Most people, if not all adults, have likely heard about giving blood. It’s a pretty simple concept, it’s easy to do, and blood drives often pop up around most towns, fairly frequently.

But what about stem cell donations? What about cord blood? How familiar are you with these topics?

Let’s start by talking about stem cells.

There are so many rewards that go hand in hand with donating, and relatively few risks, the experts say.

As a donor, you might be able to help someone who is fighting a life-threatening disease like cancer.

Signing up is fast and easy. You’re basically agreeing to donate to someone else in the U.S. who you don’t know, if you’re called upon as a match, that is. Here’s what you do:

  • Request a free registration kit from the National Marrow Donor Program.
  • Follow the directions in the kit. You’ll take a swap of your cheek cells.

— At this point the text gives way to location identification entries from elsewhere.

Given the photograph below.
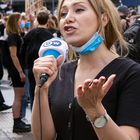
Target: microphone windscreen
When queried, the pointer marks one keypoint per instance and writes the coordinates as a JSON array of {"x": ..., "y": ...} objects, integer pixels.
[{"x": 55, "y": 46}]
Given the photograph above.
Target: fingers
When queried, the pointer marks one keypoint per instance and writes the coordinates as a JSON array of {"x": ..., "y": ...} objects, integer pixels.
[{"x": 45, "y": 65}]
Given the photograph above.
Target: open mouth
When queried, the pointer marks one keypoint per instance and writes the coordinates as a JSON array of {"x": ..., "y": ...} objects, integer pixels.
[{"x": 69, "y": 28}]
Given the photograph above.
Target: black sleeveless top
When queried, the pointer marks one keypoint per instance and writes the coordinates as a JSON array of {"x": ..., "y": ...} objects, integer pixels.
[{"x": 122, "y": 101}]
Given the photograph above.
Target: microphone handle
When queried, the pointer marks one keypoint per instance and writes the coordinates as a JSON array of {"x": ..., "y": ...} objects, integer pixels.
[{"x": 43, "y": 78}]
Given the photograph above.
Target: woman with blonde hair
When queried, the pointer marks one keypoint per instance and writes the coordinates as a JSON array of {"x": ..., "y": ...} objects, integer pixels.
[
  {"x": 15, "y": 70},
  {"x": 97, "y": 96}
]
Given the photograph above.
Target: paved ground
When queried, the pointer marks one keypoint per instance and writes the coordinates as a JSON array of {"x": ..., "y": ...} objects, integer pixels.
[{"x": 6, "y": 119}]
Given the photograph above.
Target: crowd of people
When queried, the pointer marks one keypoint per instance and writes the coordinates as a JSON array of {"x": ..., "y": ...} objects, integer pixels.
[{"x": 95, "y": 93}]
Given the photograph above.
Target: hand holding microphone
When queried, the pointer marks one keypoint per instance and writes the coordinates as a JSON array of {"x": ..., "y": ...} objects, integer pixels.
[{"x": 54, "y": 47}]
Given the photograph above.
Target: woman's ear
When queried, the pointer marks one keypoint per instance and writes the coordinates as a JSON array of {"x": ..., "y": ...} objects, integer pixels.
[{"x": 104, "y": 19}]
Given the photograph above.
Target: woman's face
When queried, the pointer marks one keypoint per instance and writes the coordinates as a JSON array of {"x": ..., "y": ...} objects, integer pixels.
[{"x": 78, "y": 21}]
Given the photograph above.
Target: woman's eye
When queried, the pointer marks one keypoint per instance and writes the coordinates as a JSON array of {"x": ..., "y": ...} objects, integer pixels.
[
  {"x": 62, "y": 15},
  {"x": 79, "y": 10}
]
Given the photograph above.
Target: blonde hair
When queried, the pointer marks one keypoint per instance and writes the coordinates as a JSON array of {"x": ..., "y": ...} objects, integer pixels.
[
  {"x": 112, "y": 32},
  {"x": 12, "y": 23},
  {"x": 51, "y": 24}
]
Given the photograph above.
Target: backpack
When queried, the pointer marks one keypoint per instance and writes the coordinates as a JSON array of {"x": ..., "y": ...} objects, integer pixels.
[{"x": 132, "y": 36}]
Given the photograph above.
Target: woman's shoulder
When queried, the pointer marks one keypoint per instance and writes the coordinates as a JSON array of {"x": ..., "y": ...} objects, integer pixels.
[{"x": 70, "y": 64}]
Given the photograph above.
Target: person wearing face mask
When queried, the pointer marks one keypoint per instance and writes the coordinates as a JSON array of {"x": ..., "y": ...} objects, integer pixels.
[{"x": 97, "y": 96}]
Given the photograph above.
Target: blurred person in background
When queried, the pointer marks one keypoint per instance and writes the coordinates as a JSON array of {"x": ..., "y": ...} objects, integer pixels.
[
  {"x": 16, "y": 70},
  {"x": 32, "y": 42}
]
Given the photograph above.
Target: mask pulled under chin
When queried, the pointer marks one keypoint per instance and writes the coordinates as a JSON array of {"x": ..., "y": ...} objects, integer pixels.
[{"x": 90, "y": 46}]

It doesn’t hurt, and the program provides very clear and thorough instructions. You’ll return the sample in a provided postage-paid envelope.
  • This sample will be used to determine your human leukocyte antigen (HLA) type and potentially match you with someone in need.
  • Just be aware: Only 1 out of every 430 registry members is contacted to donate, according to this website. But don’t let that discourage you. The bigger the pool of potential donors, the more chances the program has to save a life.

In the case that you were to get called to donate, you wouldn’t have to pay for any medical expenses related to your stem cell donation.

Now we’ll move into cord blood.

When doctors can’t find an unrelated donor match for a stem cell transplant, some health experts might recommend using blood from two umbilical cords. This dual cord blood transplant provides enough stem cells for one adult.

Expecting parents are often asked if they’d like to donate their child’s cord blood.

Henry Ford Health System broke down that process into several steps of what to anticipate:

  • You should make arrangements several months before your baby’s due date with the National Marrow Donor Program, which arranges for free cord blood collection and storage.
  • After cutting and clamping the umbilical cord, your doctor will collect the cord blood in a sterile container.
  • The cord blood is mixed with a preservative and frozen at a cord blood bank until it’s needed by a patient.
  • Information about the cord blood donation is entered into the NMDP’s registry, which can be searched by doctors nationwide.

Cord blood donation, by the way, poses no known risk to the mother or infant.

New parents can also bank the blood for personal uses (for example, if someone in the family needed it down the road), but that typically takes place through a private company and can be costly at times.